翌朝目が覚めると、見計らったようにノックの音がして、昨日とは違う鳩の頭をした人間が部屋に入って来る。牛首でいくらか耐性が付いたのか、もうそれほど驚きはしない。
「おはようございます、クロエ様!」
「………おはようございます…」
鳩首からは年配の女の声がする。
女は一度部屋を出て行くと、すぐに手押し台の上に美味しそうな食事を載せて帰って来た。「朝食の準備をいたしますね」という言葉に胸が高鳴る。

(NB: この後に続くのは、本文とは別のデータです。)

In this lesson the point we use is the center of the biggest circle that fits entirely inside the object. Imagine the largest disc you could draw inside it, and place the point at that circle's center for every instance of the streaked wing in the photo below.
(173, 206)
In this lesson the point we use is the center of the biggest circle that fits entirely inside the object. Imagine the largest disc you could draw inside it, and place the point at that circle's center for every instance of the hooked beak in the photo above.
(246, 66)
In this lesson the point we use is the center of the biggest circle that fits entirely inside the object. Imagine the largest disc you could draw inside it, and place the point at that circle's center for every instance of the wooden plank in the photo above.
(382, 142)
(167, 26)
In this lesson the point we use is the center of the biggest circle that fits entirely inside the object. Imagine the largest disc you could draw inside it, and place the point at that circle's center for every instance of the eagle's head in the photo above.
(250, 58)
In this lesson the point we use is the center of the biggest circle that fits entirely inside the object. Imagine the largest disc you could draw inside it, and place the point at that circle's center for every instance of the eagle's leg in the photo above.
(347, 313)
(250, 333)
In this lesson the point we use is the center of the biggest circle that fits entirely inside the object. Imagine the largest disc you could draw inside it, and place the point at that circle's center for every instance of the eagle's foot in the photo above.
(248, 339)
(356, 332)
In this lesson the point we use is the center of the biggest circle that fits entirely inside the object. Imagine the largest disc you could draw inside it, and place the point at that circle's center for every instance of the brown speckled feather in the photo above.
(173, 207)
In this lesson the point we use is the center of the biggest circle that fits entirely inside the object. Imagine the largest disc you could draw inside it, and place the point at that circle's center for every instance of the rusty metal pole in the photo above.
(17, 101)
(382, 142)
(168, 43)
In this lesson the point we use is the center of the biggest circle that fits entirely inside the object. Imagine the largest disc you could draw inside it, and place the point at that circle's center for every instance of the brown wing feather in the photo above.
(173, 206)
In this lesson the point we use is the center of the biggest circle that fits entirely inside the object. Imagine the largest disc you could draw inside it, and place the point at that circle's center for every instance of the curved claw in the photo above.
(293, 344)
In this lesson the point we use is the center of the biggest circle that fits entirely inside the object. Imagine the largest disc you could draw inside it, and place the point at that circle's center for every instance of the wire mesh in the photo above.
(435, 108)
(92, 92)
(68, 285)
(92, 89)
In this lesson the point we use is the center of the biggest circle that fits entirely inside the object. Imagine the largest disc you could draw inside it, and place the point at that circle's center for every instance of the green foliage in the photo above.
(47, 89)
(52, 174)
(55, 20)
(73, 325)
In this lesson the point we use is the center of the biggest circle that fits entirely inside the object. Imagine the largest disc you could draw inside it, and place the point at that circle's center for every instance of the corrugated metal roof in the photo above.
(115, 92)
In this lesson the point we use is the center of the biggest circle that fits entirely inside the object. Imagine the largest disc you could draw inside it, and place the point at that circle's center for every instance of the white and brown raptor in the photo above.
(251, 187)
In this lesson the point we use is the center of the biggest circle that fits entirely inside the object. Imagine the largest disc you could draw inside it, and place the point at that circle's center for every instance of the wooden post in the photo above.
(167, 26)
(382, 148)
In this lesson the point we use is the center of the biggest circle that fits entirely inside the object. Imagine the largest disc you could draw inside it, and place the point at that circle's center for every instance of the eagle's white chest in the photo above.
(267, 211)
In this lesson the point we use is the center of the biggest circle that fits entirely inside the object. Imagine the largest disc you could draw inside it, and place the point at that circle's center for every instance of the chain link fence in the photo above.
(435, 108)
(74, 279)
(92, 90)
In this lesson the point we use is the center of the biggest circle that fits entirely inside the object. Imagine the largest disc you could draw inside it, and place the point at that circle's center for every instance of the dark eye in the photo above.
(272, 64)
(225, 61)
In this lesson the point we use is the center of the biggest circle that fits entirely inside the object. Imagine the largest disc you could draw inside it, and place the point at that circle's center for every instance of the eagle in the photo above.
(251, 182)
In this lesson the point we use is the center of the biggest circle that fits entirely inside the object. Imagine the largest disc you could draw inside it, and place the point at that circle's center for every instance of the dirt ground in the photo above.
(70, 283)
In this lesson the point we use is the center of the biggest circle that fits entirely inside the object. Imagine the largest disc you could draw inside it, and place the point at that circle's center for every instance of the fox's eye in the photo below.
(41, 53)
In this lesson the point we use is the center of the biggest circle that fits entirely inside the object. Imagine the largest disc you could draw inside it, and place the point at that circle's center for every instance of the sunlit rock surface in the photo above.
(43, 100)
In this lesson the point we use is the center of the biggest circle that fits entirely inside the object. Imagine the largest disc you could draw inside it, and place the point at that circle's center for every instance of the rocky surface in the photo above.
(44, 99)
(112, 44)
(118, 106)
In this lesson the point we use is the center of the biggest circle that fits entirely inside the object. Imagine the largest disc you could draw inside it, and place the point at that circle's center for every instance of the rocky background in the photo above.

実は、昨日の舞踏会ではほとんど何も摘んでいなかったため、かなりお腹が空いていた。見たところ食事も普段食べているものと変わらない。魔族なんて言うから、臓物の串刺しでも出て来たらどうしようと思っていた私は、ひとまず胸を撫で下ろした。
「魔王様は……?」
鳩は豆鉄砲を喰らったように目を丸くした。
そんな顔をすると可愛く見えてくるので不思議だ。
「あ、ギデオン様ですね。ええっと…ギデオン様はすでに朝食を済まされており、今頃は食後のコーヒータイムに突入されている頃かと……」
「………そう。食べ終わったら案内してくれる?」
「もちろんでございます!」
元気よく返事すると鳩首は配膳に取り掛かった。
様々な豆を煮詰めたスープ、薄くスライスされたチーズに柔らかなハムを焼いたもの。それに数枚のパンが添えられていたのを私はものの五分ほどで完食した。

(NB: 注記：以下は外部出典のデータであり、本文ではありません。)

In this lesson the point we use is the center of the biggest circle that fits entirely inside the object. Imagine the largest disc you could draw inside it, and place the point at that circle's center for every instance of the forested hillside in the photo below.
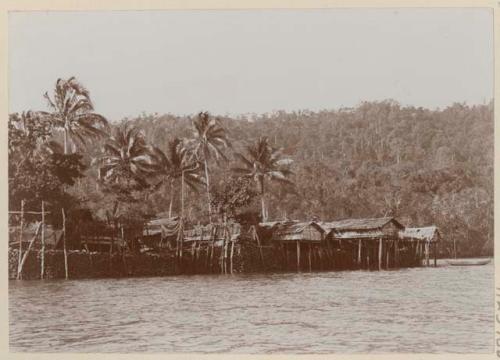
(378, 159)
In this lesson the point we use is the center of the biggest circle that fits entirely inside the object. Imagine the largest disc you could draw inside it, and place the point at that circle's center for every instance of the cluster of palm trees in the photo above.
(126, 156)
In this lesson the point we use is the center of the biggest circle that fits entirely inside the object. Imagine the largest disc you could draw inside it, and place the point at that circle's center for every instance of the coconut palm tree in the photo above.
(126, 157)
(262, 163)
(176, 165)
(72, 112)
(209, 140)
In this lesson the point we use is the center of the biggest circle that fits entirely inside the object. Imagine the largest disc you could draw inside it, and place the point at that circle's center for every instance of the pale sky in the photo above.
(233, 62)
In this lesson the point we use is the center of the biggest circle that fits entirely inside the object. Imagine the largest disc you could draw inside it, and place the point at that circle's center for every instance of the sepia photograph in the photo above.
(253, 181)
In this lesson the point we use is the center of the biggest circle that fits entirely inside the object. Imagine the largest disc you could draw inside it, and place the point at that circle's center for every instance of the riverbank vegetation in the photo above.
(378, 159)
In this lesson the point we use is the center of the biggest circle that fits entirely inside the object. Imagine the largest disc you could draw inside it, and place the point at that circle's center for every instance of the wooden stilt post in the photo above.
(359, 252)
(310, 253)
(42, 249)
(368, 256)
(417, 253)
(298, 255)
(396, 253)
(380, 254)
(20, 268)
(426, 253)
(20, 255)
(122, 249)
(387, 252)
(231, 258)
(64, 245)
(435, 254)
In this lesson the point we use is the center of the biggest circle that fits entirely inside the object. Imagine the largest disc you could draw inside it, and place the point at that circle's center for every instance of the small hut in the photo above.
(428, 237)
(297, 238)
(365, 243)
(159, 233)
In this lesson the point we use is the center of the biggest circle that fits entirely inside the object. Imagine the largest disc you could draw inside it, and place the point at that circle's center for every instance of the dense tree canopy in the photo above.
(378, 159)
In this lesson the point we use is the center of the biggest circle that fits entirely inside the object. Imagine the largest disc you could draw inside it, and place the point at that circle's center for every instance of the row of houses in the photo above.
(376, 243)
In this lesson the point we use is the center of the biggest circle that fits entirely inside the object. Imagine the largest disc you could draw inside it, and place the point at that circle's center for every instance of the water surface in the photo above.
(444, 309)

ライアスと婚約していた頃は一つ一つに感想を述べてゆっくりと味わっていたけれど、もうそんな必要はない。言っては悪いけれど、牛首や鳩首、果ては魔王といった珍種が生活するこの場で“まとも”であろうとすることは馬鹿げている気がしたのだ。
鳩首はバクバクと食べる私の姿を見ても「お口に合ったのですね!」と嬉しそうにするだけで、注意はしない。それは貴族のマナーに飽き飽きしていた私にとって新鮮だった。
「………ねぇ、」
ギデオンの部屋へ続く長い廊下を歩きながら、私は鳩首に声を掛ける。
鳩首はよくよく見ればメイド服とおぼしき服装を身に付けており、白いエプロンには彼女のお手製なのか小さな鳥の刺繍がしてあった。
「どうしましたか、クロエ様?」
「ギデオンは……いつも一人で朝食を?」
鳩首は「はいそうです」と頷く。それが何か?と言いたげな赤い目に、私は続く言葉が浮かばなくて閉口した。
魔族というものが何なのか分からないけれど、ギデオンがあまり人と群れるタイプではないことは薄々気付いていた。だけれど同じ城に居る以上は、もう少しお互いのことを知っておきたい。

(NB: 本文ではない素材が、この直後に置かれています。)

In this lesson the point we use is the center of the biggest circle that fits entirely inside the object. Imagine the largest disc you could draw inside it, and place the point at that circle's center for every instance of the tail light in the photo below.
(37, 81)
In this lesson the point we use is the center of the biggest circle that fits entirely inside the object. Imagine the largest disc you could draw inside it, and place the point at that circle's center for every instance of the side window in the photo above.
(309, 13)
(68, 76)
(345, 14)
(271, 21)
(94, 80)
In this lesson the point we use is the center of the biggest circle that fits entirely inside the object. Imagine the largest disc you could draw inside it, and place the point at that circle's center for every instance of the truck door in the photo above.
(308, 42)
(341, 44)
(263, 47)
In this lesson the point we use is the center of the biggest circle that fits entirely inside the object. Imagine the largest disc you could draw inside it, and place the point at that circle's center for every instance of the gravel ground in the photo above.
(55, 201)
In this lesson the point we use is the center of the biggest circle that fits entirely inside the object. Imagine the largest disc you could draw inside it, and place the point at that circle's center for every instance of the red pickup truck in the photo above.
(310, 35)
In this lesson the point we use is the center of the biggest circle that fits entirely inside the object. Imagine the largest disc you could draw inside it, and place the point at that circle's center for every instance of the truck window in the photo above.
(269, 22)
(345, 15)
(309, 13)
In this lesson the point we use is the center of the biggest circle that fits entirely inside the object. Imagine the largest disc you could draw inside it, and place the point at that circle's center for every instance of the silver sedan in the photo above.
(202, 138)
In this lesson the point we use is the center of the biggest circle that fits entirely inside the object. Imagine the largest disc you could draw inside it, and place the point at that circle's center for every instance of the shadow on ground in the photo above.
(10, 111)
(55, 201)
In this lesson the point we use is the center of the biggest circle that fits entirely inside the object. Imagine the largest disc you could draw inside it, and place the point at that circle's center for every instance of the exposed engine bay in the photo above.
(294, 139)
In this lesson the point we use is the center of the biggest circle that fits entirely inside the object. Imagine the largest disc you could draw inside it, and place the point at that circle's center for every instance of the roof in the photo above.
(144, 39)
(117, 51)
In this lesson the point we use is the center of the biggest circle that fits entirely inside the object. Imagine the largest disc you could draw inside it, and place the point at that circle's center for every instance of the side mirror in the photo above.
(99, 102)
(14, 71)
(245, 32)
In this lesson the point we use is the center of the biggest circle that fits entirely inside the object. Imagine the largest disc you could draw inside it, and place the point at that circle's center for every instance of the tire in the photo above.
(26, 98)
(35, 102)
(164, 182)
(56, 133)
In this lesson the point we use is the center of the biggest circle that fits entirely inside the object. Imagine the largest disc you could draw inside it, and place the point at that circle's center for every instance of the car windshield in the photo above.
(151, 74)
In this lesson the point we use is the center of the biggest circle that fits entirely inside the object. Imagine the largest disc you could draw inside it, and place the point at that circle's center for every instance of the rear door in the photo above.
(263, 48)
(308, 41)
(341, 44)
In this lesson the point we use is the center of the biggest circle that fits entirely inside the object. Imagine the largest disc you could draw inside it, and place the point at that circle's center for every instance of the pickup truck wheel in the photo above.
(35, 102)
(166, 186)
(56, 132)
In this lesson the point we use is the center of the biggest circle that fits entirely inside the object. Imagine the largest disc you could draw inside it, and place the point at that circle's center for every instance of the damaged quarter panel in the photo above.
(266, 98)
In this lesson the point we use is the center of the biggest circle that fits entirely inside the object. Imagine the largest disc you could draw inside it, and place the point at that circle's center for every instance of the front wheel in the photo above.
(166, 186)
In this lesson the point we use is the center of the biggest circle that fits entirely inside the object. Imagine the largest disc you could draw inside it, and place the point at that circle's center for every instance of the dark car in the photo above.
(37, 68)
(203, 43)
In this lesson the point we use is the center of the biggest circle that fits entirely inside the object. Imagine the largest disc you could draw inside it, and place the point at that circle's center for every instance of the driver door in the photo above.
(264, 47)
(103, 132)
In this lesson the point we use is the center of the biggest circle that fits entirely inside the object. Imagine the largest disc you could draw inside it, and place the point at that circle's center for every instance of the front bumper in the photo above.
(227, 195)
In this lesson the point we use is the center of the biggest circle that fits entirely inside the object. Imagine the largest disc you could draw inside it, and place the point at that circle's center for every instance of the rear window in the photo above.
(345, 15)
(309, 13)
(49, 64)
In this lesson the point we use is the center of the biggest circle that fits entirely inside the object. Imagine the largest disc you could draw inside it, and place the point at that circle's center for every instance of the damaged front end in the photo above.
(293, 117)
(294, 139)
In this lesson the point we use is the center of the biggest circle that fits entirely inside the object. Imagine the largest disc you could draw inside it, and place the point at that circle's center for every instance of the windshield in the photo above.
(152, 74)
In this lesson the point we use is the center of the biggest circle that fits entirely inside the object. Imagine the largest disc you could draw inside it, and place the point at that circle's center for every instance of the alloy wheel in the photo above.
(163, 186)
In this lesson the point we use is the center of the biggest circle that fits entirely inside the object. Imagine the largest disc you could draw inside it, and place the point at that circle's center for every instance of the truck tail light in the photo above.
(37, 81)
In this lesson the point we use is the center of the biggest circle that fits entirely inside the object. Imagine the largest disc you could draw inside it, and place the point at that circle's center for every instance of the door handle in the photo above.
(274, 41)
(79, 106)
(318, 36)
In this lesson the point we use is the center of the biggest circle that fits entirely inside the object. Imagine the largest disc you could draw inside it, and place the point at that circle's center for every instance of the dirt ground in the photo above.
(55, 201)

それは自分の身を守るためでもあるけれど、同時に、この味方ゼロの場所で交わした約束が信じるに値するかを確認するためでもあった。
私は魔王の素顔を知らない。
閨教育の一環とは言えども、お互いの裸を見せ合うかもしれないのだ。もう少し彼のことを知っておいて損はないだろう。
「ギデオン様、バグバグです。クロエ様をお連れいたしました」
ノックの後で鳩首がそう告げると、部屋の中から返答があった。どうやら「入れ」と返ってきたようだ。今更ながらこの鳩首メイドがバグバグという変わった名前であることを知って、私はちょっとおかしくなった。
私が中に入ると、バグバグは扉を閉めた。
執務室なのか部屋には本棚と机が並んでいる。
「食事はもう済んだのか?」
「………はい」
「口に合ったなら良いが、」
机の上の本を閉じながらそう言うギデオンは、今日は上下揃いの軍服のような格好をしている。半裸がデフォルトだと思っていたから私はこっそり安堵の息を吐いた。
「とても美味しかったです。ありがとう」
「そうか。なら良かった」
こちらを振り返った彼はそのままズンズンと私の前まで歩いて来る。何事かと身構える私の頬をふにっと片手で摘んだ。
「………っ!」
ざらりとした熱い舌が肌の上を這う。
呆然とする私の前で魔王は「パンの欠片が載っていた」とこともなげに言って退けた。いちいち意識するのが恥ずかしいぐらい自然な動作で、私はこの男の閨教育を受け持つのかと思うと気が遠くなった。